That's the problem with received knowledge...I am supposed to use the myths and metaphors correctly, lest I confuse myeslf and others, and lead all of us astray. But I cannot help myself: I just don't accept received knowledge without first testing it. Not any more, at least.
The effect of orthodoxy is to have exactly what you are suppose to think and do. I just think that when I accept the predefined schema I tend to automatically reject that which is disruptive to the orthodox worldview. In so doing, I think I create a division between the real world and the ideal of orthodoxy. In creating this separation: there are things that are holy and sacred, and that which is profane.

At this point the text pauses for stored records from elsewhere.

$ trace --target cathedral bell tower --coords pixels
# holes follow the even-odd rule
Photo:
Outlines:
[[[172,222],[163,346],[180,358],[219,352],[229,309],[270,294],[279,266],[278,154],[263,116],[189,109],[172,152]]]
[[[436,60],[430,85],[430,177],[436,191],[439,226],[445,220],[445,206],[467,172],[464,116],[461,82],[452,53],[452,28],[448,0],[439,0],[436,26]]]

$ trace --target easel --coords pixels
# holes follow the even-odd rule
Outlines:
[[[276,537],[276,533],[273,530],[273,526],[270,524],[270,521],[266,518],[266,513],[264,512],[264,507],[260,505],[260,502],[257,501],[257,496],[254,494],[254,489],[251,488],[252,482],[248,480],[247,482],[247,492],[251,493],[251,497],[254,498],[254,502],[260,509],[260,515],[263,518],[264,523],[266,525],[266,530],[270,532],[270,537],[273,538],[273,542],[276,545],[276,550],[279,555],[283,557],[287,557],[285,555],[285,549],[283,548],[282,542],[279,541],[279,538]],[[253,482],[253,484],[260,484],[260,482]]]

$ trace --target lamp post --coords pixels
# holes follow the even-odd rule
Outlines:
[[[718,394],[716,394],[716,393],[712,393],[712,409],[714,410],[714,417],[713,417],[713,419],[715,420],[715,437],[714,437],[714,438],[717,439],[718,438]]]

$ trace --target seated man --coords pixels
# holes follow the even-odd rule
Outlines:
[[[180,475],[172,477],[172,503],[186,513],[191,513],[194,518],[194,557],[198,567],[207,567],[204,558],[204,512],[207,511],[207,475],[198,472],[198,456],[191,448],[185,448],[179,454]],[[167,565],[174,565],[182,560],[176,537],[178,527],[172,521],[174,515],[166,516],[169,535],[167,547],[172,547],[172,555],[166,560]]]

I saw a reference to a study on received knowledge in religion versus a more natural approach:
"From [Durkheim's] study of the religions of Australian aborignal tribes he concluded that the one thing all religions have in common is a division between the sacred---the realm of the extraordinary, and/or the divine---and the profane---the realm of the everyday, the commonplace, the ordinary. Durkheim claimed that the distinction between the sacred and profane is one that is socially constructed and not one that inheres in the object so designated. Thus tribal people attribute sacred meaning to a bird or an animal, designate it as their totem, and build up rituals surrounding it, and the symbol in turn becomes a source of unity."I think this quote is very revealing. The division between good: the sacred, and the not sacred can easily devolve into the sacred being good, and all else being evil. While this can be a bit of a strawman--no Christian will agree to this characterization--the fact is that once I have accepted a given version of fiction or speculation as received knowledge, then any thing that contradicts the received knowledge must be rejected.
But to see the world in a grain of sand, or heaven in a wild flower, is to recognize that the space between heaven and earth is the body of a single being. Unity is the antithesis of duality-- to be unified in mind and spirit ("yogastah") is to experience the connection between this and that, here and there, now and then...all become one.